There is no trail through Hunter’s Pass, which, as I have intimated, is the least frequented portion of this wilderness. Yet we were surprised to find a well-beaten path a considerable portion of the way and wherever a path is possible. It was not a mere deer’s runway: these are found everywhere in the mountains. It is trodden by other and larger animals, and is, no doubt, the highway of beasts. It bears marks of having been so for a long period, and probably a period long ago. Large animals are not common in these woods now, and you seldom meet anything fiercer than the timid deer and the gentle bear. But in days gone by, Hunter’s Pass was the highway of the whole caravan of animals who were continually going backward; and forwards, in the aimless, roaming way that beasts have, between Mud Pond and the Boquet Basin. I think I can see now the procession of them between the heights of Dix and Nipple Top; the elk and the moose shambling along, cropping the twigs; the heavy bear lounging by with his exploring nose; the frightened deer trembling at every twig that snapped beneath his little hoofs, intent on the lily-pads of the pond; the raccoon and the hedgehog, sidling along; and the velvet-footed panther, insouciant and conscienceless, scenting the path with a curious glow in his eye, or crouching in an overhanging tree ready to drop into the procession at the right moment. Night and day, year after year, I see them going by, watched by the red fox and the comfortably clad sable, and grinned at by the black cat,–the innocent, the vicious, the timid and the savage, the shy and the bold, the chattering slanderer and the screaming prowler, the industrious and the peaceful, the tree-top critic and the crawling biter,–just as it is elsewhere.

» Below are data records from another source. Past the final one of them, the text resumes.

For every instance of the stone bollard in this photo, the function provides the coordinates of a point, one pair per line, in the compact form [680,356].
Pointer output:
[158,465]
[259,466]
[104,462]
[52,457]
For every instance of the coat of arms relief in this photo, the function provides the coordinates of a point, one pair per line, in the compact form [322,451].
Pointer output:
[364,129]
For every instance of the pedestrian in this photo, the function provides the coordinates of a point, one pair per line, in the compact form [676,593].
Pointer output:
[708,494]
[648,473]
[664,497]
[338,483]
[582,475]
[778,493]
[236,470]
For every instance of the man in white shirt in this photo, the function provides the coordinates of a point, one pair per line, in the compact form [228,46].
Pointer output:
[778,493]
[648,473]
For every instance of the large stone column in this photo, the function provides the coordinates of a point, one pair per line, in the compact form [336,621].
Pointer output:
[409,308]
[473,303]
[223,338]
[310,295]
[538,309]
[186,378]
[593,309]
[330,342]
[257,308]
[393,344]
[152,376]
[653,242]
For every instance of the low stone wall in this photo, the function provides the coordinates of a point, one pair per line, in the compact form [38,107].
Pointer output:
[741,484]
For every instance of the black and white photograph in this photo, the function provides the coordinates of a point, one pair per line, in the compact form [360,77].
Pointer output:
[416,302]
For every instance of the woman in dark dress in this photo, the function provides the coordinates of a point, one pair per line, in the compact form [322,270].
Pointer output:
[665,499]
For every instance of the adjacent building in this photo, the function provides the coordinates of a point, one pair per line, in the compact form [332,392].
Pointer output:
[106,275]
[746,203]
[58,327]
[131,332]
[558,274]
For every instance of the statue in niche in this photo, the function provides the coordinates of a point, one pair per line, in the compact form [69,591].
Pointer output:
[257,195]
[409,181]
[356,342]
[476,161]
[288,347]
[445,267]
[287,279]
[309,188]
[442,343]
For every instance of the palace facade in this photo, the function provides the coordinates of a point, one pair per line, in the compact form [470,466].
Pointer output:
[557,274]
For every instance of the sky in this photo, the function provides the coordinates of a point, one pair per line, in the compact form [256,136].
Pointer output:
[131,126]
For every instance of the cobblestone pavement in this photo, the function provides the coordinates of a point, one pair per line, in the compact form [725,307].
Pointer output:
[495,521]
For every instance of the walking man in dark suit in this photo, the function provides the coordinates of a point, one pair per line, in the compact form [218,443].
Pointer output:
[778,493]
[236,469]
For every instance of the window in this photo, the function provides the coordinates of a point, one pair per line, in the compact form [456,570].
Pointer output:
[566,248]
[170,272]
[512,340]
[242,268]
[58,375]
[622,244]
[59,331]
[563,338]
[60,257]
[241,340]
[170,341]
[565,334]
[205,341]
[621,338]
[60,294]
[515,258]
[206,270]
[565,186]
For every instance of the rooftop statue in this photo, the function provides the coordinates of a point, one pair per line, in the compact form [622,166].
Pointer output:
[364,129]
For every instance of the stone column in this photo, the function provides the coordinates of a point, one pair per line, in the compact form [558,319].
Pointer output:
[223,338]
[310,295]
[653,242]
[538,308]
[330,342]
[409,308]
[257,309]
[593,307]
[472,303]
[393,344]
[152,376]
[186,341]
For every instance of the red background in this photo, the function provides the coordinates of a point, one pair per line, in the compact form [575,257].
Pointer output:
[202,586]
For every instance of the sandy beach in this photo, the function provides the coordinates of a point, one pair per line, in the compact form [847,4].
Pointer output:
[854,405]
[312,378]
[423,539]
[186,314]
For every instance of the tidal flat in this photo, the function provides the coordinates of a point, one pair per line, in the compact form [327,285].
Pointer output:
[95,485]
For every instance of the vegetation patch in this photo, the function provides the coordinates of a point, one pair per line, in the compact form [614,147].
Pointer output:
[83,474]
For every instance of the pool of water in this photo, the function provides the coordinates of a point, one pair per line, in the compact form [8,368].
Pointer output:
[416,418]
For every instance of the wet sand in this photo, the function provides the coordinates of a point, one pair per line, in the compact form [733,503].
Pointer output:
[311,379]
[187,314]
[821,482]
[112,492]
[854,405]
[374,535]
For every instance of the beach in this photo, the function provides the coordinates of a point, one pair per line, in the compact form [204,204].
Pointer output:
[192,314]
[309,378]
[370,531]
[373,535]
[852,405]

It makes me blush for my species when I think of it. This charming society is nearly extinct now: of the larger animals there only remain the bear, who minds his own business more thoroughly than any person I know, and the deer, who would like to be friendly with men, but whose winning face and gentle ways are no protection from the savageness of man, and who is treated with the same unpitying destruction as the snarling catamount. I have read in history that the amiable natives of Hispaniola fared no better at the hands of the brutal Spaniards than the fierce and warlike Caribs. As society is at present constituted in Christian countries, I would rather for my own security be a cougar than a fawn.